Eugene (Peter Flaherty) is an introverted photographer who works and cares for his sick father out of a tiny flat. Although his pictures have attracted interest from magazines, their confronting subject matter—substance abuse, gang violence—has kept them from being published. This all changes following a chance encounter with Josephine (Sarah Timm), a young immigrant forced into prostitution by a shadowy criminal organisation. As Eugene puts it, his shots of Jo are the first glimpse of ‘something worth saving’ within the squalor he typically captures; unsurprisingly, they become his most successful work yet. In my opinion, the sheer number of subsequent plot developments feels contrived and distracts from this solid, Taxi Driver-esque foundation. For instance, the scenes with Eugene’s father bring the story to a halt and have no emotional impact on any character for the rest of the film.

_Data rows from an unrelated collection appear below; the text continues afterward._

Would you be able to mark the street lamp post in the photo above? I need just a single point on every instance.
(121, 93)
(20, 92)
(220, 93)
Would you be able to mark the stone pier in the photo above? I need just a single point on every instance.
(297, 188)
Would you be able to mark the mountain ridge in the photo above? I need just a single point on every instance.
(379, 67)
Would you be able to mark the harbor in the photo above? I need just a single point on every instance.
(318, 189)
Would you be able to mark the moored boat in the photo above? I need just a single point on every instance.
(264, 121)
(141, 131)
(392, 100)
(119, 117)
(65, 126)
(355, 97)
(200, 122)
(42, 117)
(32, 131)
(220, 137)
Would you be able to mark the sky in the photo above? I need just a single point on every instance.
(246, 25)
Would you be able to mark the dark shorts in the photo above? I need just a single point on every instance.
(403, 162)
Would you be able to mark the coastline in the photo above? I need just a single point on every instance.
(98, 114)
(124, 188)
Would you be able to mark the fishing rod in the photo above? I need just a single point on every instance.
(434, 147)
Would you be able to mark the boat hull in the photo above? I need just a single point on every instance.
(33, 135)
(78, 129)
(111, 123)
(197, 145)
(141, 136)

CHOIR GIRL is at its best when it leans into noir conventions, which Flaherty’s commanding lead performance highlights. Much like the protagonists of classic detective novels, Eugene has been left cynical and exasperated after years of witnessing crime and poverty flourish around him. When the police fail to show up at the brothel where Josephine is being held captive, Flaherty perfectly conveys the lack of surprise tinging his disappointment. Meanwhile, I found him more than capable of carrying the wordless, suspenseful sequences scattered throughout the film’s first half. In true noir fashion, my favourite of these sees Eugene sneaking through dimly lit alleyways towards the brothel, narrowly— almost implausibly—avoiding discovery. Nevertheless, there’s an undeniable creepy edge to this character that Flaherty doesn’t shy away from, inviting the audience to question whether Eugene has risen above his surroundings or sunk to their level, or, whether he treats Jo any better than her captors. I was unconvinced by the script’s efforts to frame this ambiguously (more on that below), but admired Flaherty’s transformation of frustration into callousness as time grew on.
Unfortunately, while the harsh subjects of Eugene’s photos are excused by other characters due to their authenticity, the film becomes increasingly unbelievable and makes it hard to stay engaged. The most glaring example of this is Eugene’s spiral into outright villainy, culminating in an abhorrent penultimate scene that is still ostensibly cast as an effort to ‘rescue’ Jo. To put it simply: an underage victim of abuse places her trust in a stranger who takes advantage of her for his own gain, only for the supporting cast to fail to call their dynamic out for what it is. Before you call me naïve, I think the biggest obstacle here is that Fraser doesn’t establish a clear setting or time period. As a result, the ‘Melbourne’ being shown neither looks nor feels like the city I know, apart from an establishing time lapse late in the second act. Even Eugene’s supposedly rough neighbourhood remains unnamed for the entire runtime. Likewise, the computers, phones and Eugene’s camera looked a few decades old to me. Ultimately, without any solid world-building I just don’t understand how Eugene and Jo’s fucked up pairing could escalate as Fraser depicts it. Maybe decades ago (not that it would make the behaviour acceptable), but not now.
CHOIR GIRL certainly bears enough resemblance to classic noir for genre lovers to get excited for. In fact, cinematographer Mark Kenfield is my personal MVP for his intriguing use of shadows, particularly early on as the plot unfolds and tension is at its highest. However, its unlikeable characters coupled with baffling story choices make it hard to imagine this film having wide appeal.